J'ai cru comprendre à son sujet que toutes les organisations écologistes - ou presque -étaient satisfaites des propositions faites lors de ce fameux Grenelle. Oui, ma foi... Pourquoi pas. Seulement, je trouve qu'il est un peu facile, bien que nécessaire, de s'attaquer aux facteurs de pollution en taxant (taxe carbone, la fameuse écopastille). Mais finalement, utilise t'on réellement les outils naturels existant qui permettent de lutter de manière naturelle, et sans aucun coût supplémentaire pour chacun d'entre nous. Tout le monde l'aura compris, je parle bien évidemment de la forêt. Oui oui, la forêt fait partie, à mon sens, des grands absents de ce Grenelle. 

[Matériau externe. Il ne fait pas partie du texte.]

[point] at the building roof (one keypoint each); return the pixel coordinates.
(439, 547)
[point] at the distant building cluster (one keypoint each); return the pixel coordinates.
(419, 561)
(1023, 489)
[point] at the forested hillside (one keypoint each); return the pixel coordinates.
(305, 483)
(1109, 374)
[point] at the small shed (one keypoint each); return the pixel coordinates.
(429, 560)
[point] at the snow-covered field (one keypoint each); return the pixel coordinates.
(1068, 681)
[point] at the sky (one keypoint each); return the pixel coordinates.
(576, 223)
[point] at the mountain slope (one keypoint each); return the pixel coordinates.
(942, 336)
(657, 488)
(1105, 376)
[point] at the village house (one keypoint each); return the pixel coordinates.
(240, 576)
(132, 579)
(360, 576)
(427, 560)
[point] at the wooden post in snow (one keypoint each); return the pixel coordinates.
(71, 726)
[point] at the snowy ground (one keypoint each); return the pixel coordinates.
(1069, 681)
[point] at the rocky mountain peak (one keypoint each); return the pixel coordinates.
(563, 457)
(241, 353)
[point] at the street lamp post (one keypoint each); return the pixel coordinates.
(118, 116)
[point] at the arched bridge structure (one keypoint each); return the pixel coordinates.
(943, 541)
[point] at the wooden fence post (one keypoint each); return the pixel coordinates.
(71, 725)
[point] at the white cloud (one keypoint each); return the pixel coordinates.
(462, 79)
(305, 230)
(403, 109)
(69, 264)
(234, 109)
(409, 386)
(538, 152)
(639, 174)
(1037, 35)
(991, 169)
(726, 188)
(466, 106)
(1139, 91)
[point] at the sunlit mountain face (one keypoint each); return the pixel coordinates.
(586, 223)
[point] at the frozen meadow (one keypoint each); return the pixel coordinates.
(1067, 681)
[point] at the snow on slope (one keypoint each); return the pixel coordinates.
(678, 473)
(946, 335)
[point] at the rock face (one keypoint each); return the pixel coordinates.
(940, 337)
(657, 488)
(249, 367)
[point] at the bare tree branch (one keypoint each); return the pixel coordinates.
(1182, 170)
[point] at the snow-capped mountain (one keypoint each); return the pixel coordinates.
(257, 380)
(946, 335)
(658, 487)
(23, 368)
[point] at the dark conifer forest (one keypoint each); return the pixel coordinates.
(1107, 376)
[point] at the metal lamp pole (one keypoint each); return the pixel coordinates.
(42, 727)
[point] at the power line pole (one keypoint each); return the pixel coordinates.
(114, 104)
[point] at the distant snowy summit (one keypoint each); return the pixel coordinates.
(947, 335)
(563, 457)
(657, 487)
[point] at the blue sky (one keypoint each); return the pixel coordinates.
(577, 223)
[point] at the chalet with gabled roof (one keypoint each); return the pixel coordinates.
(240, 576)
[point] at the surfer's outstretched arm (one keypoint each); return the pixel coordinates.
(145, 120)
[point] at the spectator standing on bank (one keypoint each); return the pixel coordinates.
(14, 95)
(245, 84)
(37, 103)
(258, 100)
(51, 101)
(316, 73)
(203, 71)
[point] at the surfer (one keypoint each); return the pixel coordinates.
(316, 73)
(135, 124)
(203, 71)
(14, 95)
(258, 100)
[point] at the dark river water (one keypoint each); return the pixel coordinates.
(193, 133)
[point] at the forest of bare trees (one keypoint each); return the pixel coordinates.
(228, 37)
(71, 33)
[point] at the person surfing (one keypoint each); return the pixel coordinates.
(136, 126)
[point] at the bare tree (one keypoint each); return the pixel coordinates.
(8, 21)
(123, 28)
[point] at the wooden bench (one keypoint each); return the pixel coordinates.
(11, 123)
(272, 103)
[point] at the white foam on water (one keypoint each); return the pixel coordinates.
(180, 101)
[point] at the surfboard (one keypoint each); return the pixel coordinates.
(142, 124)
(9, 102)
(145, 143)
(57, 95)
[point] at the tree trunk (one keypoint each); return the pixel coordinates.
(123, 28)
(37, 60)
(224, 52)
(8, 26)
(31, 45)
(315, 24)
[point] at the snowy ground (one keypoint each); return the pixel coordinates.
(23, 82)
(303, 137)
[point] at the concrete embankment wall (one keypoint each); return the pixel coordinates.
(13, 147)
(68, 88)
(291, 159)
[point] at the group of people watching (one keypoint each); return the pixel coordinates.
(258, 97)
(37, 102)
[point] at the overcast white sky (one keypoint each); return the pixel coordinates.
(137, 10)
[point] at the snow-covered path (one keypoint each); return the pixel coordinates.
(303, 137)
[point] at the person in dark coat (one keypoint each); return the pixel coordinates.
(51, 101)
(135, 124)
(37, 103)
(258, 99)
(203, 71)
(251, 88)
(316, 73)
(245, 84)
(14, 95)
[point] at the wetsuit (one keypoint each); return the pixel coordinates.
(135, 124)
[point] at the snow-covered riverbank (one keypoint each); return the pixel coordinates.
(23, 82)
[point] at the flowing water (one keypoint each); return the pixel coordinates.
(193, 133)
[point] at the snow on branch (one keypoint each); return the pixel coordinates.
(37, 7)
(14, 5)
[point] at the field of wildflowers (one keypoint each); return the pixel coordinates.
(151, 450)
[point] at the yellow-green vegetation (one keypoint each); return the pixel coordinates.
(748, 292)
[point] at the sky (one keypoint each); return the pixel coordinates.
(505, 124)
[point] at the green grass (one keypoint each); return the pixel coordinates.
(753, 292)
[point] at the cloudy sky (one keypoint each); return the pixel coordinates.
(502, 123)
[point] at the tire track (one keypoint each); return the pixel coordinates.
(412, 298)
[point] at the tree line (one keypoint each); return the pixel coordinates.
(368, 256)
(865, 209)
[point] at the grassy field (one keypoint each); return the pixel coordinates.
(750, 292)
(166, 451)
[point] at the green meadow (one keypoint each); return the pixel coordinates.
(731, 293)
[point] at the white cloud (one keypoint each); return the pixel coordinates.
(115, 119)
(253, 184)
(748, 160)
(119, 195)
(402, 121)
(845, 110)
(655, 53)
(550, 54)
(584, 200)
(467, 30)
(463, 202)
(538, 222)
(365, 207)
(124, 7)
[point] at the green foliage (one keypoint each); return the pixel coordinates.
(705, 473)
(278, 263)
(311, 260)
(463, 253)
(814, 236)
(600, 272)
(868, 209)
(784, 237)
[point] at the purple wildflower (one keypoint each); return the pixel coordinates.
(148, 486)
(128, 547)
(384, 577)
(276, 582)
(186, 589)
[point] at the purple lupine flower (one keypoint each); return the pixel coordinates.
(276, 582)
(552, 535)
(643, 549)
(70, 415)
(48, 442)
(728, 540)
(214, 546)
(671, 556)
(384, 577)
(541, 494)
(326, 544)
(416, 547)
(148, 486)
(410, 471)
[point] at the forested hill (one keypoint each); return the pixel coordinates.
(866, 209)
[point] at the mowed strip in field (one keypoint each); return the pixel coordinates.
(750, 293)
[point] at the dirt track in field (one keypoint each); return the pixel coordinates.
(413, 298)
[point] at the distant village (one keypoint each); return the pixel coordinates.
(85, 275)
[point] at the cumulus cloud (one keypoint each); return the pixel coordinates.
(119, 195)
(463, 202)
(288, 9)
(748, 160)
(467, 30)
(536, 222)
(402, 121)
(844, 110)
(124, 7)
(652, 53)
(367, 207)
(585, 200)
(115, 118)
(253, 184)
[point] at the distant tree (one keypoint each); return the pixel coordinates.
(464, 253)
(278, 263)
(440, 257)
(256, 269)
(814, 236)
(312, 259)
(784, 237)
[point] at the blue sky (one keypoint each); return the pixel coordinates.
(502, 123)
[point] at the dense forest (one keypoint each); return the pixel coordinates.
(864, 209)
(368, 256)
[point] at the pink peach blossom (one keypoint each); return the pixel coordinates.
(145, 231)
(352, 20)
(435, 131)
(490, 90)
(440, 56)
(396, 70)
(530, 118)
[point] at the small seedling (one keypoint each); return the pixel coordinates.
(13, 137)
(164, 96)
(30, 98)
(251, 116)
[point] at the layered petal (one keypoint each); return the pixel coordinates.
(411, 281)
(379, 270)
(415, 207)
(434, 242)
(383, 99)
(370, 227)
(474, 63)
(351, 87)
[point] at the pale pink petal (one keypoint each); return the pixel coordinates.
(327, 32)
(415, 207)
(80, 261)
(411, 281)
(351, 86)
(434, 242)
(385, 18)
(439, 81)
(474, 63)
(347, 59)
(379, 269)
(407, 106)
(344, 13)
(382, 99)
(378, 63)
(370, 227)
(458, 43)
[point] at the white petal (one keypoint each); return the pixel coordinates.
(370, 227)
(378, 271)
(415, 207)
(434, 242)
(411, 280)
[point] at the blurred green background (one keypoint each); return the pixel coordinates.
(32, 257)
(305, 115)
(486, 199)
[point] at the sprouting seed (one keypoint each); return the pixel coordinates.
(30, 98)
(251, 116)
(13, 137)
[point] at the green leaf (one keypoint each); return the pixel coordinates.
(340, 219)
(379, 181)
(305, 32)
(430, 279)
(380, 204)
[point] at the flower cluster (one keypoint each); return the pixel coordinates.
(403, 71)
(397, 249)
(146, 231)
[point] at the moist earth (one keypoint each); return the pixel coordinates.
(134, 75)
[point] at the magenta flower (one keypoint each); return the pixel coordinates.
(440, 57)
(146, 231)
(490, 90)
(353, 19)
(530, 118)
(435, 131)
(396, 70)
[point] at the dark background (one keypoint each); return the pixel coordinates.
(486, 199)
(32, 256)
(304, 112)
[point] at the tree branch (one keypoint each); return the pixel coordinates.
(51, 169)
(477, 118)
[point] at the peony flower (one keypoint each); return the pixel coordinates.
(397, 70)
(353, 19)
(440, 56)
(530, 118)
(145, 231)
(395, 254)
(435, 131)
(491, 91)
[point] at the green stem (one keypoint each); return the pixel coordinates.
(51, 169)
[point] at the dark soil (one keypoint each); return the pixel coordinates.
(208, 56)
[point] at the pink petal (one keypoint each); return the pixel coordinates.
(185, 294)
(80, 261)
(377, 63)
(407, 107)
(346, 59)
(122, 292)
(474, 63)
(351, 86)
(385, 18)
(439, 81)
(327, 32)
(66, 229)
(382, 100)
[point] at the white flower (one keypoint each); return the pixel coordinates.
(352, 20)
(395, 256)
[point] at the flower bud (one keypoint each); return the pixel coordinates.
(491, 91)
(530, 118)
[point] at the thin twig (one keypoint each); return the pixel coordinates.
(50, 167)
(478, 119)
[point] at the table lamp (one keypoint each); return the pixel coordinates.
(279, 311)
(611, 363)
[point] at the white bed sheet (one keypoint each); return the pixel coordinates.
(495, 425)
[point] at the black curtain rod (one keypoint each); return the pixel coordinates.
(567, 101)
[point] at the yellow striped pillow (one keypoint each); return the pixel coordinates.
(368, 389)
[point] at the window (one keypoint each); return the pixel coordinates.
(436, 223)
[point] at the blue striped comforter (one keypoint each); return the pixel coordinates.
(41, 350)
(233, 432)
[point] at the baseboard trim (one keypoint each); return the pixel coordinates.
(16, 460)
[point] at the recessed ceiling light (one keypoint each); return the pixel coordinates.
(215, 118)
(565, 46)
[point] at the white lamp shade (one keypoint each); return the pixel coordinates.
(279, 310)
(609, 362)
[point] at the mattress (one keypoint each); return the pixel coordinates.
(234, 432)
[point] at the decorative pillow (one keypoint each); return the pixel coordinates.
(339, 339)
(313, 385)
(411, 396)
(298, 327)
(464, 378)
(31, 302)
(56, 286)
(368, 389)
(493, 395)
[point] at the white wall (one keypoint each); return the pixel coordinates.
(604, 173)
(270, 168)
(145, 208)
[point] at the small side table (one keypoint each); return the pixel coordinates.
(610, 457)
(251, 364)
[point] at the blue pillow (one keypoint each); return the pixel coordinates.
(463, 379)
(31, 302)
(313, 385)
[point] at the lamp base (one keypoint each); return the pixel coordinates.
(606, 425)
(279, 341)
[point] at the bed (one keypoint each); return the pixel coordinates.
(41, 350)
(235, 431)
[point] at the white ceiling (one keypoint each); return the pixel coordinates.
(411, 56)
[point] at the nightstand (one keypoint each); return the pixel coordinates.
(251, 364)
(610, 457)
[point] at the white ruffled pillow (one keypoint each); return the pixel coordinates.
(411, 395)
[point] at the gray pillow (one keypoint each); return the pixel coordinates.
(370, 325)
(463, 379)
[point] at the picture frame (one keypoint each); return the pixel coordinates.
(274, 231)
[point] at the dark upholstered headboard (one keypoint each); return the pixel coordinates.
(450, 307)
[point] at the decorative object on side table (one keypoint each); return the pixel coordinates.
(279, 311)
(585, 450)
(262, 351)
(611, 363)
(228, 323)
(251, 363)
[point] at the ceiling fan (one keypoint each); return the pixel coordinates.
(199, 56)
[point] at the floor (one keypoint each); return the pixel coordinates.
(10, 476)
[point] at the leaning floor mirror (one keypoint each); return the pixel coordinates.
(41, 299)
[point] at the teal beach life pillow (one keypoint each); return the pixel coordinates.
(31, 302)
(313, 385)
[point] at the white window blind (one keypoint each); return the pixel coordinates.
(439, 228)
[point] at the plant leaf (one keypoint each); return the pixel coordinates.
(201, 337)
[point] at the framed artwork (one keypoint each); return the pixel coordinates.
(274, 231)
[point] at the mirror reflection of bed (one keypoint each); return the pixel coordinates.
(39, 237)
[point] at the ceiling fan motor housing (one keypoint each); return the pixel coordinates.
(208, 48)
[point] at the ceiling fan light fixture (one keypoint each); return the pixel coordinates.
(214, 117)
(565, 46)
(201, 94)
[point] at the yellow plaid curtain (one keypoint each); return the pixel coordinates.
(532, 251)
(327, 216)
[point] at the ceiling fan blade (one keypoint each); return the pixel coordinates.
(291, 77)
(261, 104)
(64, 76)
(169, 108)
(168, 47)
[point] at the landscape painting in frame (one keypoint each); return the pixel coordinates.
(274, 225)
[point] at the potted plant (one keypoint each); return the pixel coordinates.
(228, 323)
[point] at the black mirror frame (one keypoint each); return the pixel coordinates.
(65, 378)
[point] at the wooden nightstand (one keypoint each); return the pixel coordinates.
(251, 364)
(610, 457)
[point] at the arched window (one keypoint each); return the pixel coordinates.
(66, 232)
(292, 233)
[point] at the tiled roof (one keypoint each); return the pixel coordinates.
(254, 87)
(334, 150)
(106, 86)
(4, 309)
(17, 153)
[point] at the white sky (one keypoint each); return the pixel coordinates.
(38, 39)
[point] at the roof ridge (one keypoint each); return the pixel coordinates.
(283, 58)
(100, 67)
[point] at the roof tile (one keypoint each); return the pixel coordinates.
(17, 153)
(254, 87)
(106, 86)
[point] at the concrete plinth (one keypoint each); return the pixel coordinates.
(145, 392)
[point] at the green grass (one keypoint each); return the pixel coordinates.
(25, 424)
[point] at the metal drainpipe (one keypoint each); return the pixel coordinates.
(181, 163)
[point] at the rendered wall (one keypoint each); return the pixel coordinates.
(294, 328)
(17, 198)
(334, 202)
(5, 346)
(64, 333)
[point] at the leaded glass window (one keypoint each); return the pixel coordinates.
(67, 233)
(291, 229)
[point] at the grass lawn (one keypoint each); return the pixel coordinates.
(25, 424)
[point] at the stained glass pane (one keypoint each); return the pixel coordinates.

Ayant fait ce constat, je me suis posé une question simple et évident pour tout forestier qui se respecte : y avait-il au moins un groupe de travail susceptible de faire des propositions sur le milieu forestier et sa gestion (en temps qu'espace naturel, espace de production, ...)? Je fus agréablement surpris en constatant que oui. Le quatrième groupe de travail (dont voici la page d'accueil sur le site officiel du Grenelle) était chargé du thème "Adopter des modes de production et de consommation durables : agriculture, pêche, agroalimentaire, distribution, forêts et usage durable des territoires". Quel intitulé! Je me mets alors en quête d'un membre de ce groupe représentant le milieu forestier. A ma grande surprise (cette fois mauvaise), personne... Pas même des membres de l'Office (ah si, M. Drege dans le groupe de travail n°1, qui n'avait d'ailleurs pas grand chose à y faire), ni des représentants de la forêt privée (pourtant majoritaire en France).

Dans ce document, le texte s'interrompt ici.